Publication | Closed Access
Prediction of Heart Disease by Mining Frequent Items and Classification Techniques
49
Citations
7
References
2019
Year
Heart FailureEngineeringPattern DiscoveryDiagnosisHeart DiseasePattern MiningDisease ClassificationData ScienceData MiningCardiologyHealthcare Big DataEarly StagePredictive AnalyticsKnowledge DiscoveryEpidemiologyMining Frequent ItemsMedical Data MiningFrequent Pattern MiningCardiovascular DiseaseAssociation RuleHealthcare DataClassification TechniquesNaive Bayes ClassificationClassificationMedicineHealth InformaticsBig Data
These days immense abstraction of data yields and collected in every instance of time.

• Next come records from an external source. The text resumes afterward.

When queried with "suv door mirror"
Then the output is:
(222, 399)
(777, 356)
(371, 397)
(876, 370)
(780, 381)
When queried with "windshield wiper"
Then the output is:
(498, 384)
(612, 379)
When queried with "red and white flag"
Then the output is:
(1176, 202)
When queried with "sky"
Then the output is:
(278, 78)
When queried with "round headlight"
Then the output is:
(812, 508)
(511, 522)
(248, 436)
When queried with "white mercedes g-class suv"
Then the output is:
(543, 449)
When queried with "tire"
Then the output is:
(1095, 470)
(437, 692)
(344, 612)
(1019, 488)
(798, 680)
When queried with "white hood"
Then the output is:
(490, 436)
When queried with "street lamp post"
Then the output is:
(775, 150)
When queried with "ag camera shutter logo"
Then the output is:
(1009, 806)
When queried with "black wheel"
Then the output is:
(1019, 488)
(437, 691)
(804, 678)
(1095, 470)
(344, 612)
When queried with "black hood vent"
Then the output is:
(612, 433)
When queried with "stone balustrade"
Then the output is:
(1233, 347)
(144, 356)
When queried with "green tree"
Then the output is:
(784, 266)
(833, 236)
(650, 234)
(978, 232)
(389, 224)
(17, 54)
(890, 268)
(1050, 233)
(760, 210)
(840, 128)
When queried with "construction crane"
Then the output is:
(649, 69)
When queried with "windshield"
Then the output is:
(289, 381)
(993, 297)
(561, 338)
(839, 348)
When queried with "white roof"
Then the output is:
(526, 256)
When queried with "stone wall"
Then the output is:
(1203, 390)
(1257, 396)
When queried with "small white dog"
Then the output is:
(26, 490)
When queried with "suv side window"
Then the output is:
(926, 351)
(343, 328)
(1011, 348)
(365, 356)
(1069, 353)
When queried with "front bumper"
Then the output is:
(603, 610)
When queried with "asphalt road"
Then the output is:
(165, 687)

So to analyze them is the toughest task to do. This immense volume of data has been generated from unlike sources like health care, social media, business applications, manufacturing industries and many more. HealthCare plays a pivotal role in Big Data. Spotting and safeguarding of the diseases at a primitive stage are very much crucial. Heart disease specifically implies the condition of the heart that contracts or obstructs blood vessels which result in pain in chest and heart attack. This paper emphasizes on the diagnosis of heart diseases at a primitive stage so that it will lead to a successful cure of the diseases. In this paper, frequent item mining is used for filtering the attributes and diverse data mining classification method like Decision tree classification, Naive Bayes classification, Support Vector Machine classification, and k-NN classification are used for determination and safeguard of the diseases at an early stage so that it can be treated and preventable.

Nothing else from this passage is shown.